General Dynamics [GD] on Wednesday reported flat income on higher sales in its first quarter as higher taxes wiped away bottom line gains at the operating level.

Net income in the quarter was $730 million, $2.64 earnings per share (EPS), level with a year ago although per share results then were $2.61 with the year-over-year gain due to a lower share count. The results topped analysts’ expectations by a nickel.

Operating income was higher at Combat Systems, down at Aerospace, and flat at Marine Systems and Technologies. Segment margin dipped 20 basis points to 9.5 percent.

Sales increased 5 percent to $9.9 billion versus $9.4 billion a year ago driven mainly by a double-digit uptick at Marine Systems due to work on Navy vessels, mainly the Columbia-class nuclear ballistic missile submarine, followed by the

Arleigh Burke-class DDG-51 destroyer, and the T-AO fleet oiler ships.

Sales were also higher at the Combat Systems and Technologies segments with Combat benefiting from work on the Mobile Protected Firepower, Stryker short-range air defense wheeled vehicle program, and programs for Poland and Australia. Sales would have been even higher at Combat Systems except for headwinds stemming from foreign currency exchange rates.

Phebe Novakovic, GD’s chairwoman and CEO, said that orders at Combat systems are at an eight-year high on “strong demand for munitions and international combat vehicles.” There is positive pressure on the segment’s sales and earnings outlook, she said on the company’s earnings call.

Working with the Army and the Defense Department, GD has been upgrading existing facilities, building new ones with more modern equipment, and adding production shifts to increase munitions production and throughput, and plans to do more, she said.

“So, we have been receiving…completely adequate funding to execute all of this and we are quite confident that we will move throughput much quicker and will expedited the delivery of this critical capability to the Army,” Novakovic said.

Supply chain issues weighed somewhat on sales and earnings and appeared to be most pronounced at Aerospace and Marine Systems.

Aerospace, the lone segment to report lower sales, down less than a percent, suffered from supply chain disruptions that led to lower business jet deliveries. GD delivered three fewer business jets than planned, two due to late engine deliveries from a supplier, marking it the first quarter where the company missed an aircraft delivery due to supply chain issues, she said

At Marine Systems, GD took a charge related to the Navy’s Virginia-class submarine related to “cost pressure within our supply chain and efficiency impacts at Electric Boat [shipbuilding division] as a result of late material deliveries,” Novakovic said.

The supply chain issues date back to the COVID-19 pandemic and the impacts of the virus on the workforce at suppliers both large and small, Novakovic said.
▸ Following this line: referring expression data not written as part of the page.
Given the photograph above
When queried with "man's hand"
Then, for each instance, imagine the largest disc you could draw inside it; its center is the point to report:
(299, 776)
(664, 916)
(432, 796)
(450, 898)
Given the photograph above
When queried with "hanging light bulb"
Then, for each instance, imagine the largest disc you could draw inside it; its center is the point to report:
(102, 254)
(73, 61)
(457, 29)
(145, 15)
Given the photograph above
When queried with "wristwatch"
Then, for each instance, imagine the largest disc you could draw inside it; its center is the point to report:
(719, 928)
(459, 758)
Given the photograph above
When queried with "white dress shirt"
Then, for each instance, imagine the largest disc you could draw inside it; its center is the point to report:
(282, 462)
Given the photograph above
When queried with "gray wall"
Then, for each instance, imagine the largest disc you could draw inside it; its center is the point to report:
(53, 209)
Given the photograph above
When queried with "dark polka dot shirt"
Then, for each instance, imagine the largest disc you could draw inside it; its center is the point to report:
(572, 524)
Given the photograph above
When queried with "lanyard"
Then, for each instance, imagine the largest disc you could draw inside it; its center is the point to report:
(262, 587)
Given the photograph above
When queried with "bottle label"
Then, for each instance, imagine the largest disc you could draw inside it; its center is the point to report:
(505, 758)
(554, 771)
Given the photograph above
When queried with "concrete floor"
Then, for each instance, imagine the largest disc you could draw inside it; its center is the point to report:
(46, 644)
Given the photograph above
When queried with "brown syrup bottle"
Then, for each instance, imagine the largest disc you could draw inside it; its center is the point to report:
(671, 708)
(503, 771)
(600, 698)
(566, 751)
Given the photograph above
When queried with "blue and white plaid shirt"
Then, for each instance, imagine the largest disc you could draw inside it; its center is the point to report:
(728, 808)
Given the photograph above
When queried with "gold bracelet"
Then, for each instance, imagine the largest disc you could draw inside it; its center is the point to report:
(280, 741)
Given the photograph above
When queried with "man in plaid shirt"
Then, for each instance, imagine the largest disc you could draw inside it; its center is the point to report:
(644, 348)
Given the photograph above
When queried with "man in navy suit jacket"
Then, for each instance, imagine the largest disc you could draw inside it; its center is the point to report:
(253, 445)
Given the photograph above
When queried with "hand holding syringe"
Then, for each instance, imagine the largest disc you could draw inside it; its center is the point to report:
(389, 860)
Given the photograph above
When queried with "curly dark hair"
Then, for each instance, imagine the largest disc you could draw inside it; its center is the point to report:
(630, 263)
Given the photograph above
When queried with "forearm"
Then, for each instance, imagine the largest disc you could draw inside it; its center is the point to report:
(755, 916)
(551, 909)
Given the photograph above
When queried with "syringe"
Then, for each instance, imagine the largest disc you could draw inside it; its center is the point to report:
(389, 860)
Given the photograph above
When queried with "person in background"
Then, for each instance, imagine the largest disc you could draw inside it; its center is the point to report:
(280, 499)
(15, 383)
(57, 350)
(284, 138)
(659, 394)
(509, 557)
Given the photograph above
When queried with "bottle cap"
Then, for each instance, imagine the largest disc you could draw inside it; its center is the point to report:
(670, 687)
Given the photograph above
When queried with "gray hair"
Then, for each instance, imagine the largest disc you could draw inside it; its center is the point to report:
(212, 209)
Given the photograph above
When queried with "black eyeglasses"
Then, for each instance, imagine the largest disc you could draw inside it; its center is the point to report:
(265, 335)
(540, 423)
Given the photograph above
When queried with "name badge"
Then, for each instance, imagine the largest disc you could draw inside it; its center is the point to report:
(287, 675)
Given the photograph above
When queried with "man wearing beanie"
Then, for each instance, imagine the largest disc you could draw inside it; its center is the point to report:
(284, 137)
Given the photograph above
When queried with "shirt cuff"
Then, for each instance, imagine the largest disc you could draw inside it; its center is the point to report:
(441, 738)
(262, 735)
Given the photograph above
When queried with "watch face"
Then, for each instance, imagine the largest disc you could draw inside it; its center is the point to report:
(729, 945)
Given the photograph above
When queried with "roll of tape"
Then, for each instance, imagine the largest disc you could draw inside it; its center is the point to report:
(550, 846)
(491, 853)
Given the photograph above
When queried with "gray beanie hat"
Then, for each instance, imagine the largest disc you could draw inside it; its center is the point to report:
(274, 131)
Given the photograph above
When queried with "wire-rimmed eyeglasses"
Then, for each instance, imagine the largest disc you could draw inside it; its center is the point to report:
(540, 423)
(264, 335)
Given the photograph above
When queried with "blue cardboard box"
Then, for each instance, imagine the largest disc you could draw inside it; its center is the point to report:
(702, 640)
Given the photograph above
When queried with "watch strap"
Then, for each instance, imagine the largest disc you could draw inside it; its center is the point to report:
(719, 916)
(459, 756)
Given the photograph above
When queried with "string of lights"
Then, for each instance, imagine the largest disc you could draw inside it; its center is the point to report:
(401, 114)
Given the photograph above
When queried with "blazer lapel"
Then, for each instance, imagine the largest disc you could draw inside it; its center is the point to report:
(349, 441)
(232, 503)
These issues are beginning to “remedy with the help of the Navy,” which is “very engaged to ensure that we can get that Virginia cadence back on schedule.”

GD expects continued improvement as the Virginia-class program transitions to the Block V submarines “but we’ve got a ways to go there,” she said.

Ultimately, the focus is on Electric Boat, which builds the submarines, she said.

“Electric Boat just has to get better faster to overcome any unexpected additional future supply chain challenges that may hit us,” Novakovic said.

The sales performance at Marine Systems was due in part to “extremely strong throughput” at Electric Boat’s Quonset Point facility in Rhode Island, which does substantial work on the Virginia-class vessels, Novakovic said. This performance was due to “robust hiring” and training of the workforce “so that they hit the ground running” and is a “good bellwether” in terms of continuing to bolster the workforce to meet future production needs, she said.

Free cash flow in the quarter was strong at $1.3 billion. The strong cash flow was aided by Britain’s Ajax armored vehicle program, which the United Kingdom resumed payment for, and progress payments on another large international vehicle program, Jason Aiken, GD’s chief financial officer and chief of the Technologies segment, said on the call. Backlog at the end of March stood at $89.8 billion, up 3 percent from $87.2 billion a year ago.